Despite falling unemployment, Northwestern students struggle to find work in Chicago

Junnie Kwon, Reporter

Although new reports show unemployment rates decreased in Chicago last month, some Northwestern seniors preparing for graduation are still facing difficulties in their job searches.

Over the past year, Chicago’s unemployment rate fell from 9.3 percent in December 2011 to 8.6 last month. However, the city’s rate still remains above the national average, according to the Chicago Tribune.

These lagging unemployment rates pose a problem for NU students looking for jobs in the Chicagoland area, said Jim O’Brien, director of Medill Career Services.

“While these national rates, plus the local rates, are getting better and help our students, the landscape for job hunting is still a challenging one,” he said.

The job search process has been difficult for Weinberg senior Jonathan Kaplan, who is currently looking for a job in the finance industry. He said although CareerCat, an online job and internship database available to NU students, is a convenient way to send resumes to prospective employers, the response rate has been low for him.

“But at the same time, it’s easy for everyone else to do it,” he said. “It would be nicer for someone like me who doesn’t have strong (GPA) numbers to get some opportunity and interest. In the old days, if I had called someone up, I would have had a better chance.”

Kaplan said he is considering a job at a proprietary trading company where he said he would have to work the late-night shift from 10 p.m. until 8 a.m., when trading markets in Asia are active. He said he became more flexible with what he was looking for during his job search.

On the other hand, other NU students have successfully found jobs in their top preferences. Weinberg senior Joyce Chen is set to work at LEK Consulting after she graduates. However, she acknowledged the job search was laborious and partially attributes her success to luck.

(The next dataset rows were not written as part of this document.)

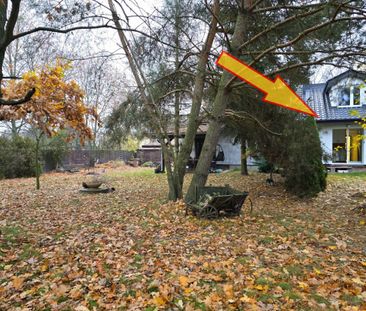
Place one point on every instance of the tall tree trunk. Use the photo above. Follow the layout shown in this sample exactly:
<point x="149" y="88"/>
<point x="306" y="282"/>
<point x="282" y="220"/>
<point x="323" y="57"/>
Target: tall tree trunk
<point x="176" y="176"/>
<point x="148" y="100"/>
<point x="193" y="120"/>
<point x="215" y="125"/>
<point x="243" y="157"/>
<point x="38" y="166"/>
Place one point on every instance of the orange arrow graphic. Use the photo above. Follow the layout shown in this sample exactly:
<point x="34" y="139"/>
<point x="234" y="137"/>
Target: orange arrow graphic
<point x="277" y="91"/>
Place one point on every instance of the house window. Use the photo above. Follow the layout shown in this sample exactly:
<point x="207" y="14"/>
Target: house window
<point x="349" y="96"/>
<point x="347" y="145"/>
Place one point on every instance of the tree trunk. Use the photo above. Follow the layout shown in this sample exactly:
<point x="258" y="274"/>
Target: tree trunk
<point x="193" y="120"/>
<point x="243" y="156"/>
<point x="176" y="177"/>
<point x="38" y="168"/>
<point x="212" y="136"/>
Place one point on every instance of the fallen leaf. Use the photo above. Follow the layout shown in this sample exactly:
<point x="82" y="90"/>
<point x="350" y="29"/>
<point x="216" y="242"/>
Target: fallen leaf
<point x="18" y="282"/>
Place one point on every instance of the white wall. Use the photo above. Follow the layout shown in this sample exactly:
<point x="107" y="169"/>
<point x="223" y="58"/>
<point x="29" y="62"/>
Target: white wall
<point x="232" y="152"/>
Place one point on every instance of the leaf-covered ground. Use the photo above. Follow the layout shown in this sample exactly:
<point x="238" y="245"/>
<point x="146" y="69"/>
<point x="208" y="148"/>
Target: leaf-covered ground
<point x="128" y="250"/>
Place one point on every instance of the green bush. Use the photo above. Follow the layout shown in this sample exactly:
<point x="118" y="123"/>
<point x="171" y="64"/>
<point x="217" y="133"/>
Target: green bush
<point x="17" y="157"/>
<point x="264" y="166"/>
<point x="305" y="174"/>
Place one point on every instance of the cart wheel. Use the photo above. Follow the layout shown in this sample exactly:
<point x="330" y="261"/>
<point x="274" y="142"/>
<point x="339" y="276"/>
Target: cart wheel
<point x="209" y="212"/>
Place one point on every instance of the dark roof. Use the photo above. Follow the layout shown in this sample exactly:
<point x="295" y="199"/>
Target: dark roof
<point x="314" y="96"/>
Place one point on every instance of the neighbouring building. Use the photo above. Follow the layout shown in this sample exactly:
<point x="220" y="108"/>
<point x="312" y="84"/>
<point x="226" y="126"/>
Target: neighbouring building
<point x="340" y="129"/>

“I was at some point worried that I wasn’t going to get a job,” she said. “That was definitely a fear that was in the back of my mind.”

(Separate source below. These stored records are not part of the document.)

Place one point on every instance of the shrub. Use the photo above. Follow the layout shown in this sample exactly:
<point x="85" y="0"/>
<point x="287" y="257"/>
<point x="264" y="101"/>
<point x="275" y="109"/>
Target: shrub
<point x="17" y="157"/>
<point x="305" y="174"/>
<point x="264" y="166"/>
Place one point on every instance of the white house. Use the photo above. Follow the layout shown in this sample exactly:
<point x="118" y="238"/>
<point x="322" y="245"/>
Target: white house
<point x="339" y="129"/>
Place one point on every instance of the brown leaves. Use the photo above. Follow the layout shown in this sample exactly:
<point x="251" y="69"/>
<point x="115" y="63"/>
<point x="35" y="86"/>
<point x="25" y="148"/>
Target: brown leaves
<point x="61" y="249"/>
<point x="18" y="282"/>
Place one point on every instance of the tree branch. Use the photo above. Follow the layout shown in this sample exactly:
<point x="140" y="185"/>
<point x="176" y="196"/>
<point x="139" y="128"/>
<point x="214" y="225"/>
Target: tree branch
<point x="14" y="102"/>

Although her search was successful, Chen estimated only about half of her acquaintances looking for jobs experienced the same good fortune. The general mood among her peers leading up to graduation has been affected by the competitive job market, she said.

“From what I’ve heard, it does seem somewhat discouraged,” she said. “Outside the pool of people who have gotten jobs already, there is definitely some apprehension.”

Looking ahead, Kaplan said he plans to continue pursuing his preferred career with full force and remains optimistic.

“I didn’t quite expect it to be this difficult because it wasn’t that hard to find an internship,” he said. “But if it’s something you really work at and spend a lot of time on, you’re going to be okay.”